You Might Want To Update Your Phone ASAP

Photo: Courtesy of Samsung.
Your fingerprint makes a terrific passcode. It's unique to you, it's always on you, and there's no chance you can forget it (something we can't say about every other password we've ever dreamed up). But, it's also a piece of data you don't want to fall into the wrong hands. And, unfortunately, security research discovered that the Samsung Galaxy S5 could be sharing your unique swirls and whorls with hackers.

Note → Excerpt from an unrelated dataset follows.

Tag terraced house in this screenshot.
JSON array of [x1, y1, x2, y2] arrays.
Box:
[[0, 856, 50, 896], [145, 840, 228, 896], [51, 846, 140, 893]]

According to Forbes, researchers with FireEye found that it's possible for hackers to intercept your fingerprint data before it can be securely stored on your device. Basically, what makes it safe for us to use fingerprints as a form of identification on mobile devices is that fingerprint data is stored in an extremely secure digital fortress within that device's memory. Once there, hackers would have a near-impossible time trying to extract it. But, a hacker could hack the fingerprint scanner itself. 

“If the attacker can break the kernel [the core of the Android operating system], although he cannot access the fingerprint data stored in the trusted zone, he can directly read the fingerprint sensor at any time. Every time you touch the fingerprint sensor, the attacker can steal your fingerprint,” FireEye's Yulong Zhang told Forbes.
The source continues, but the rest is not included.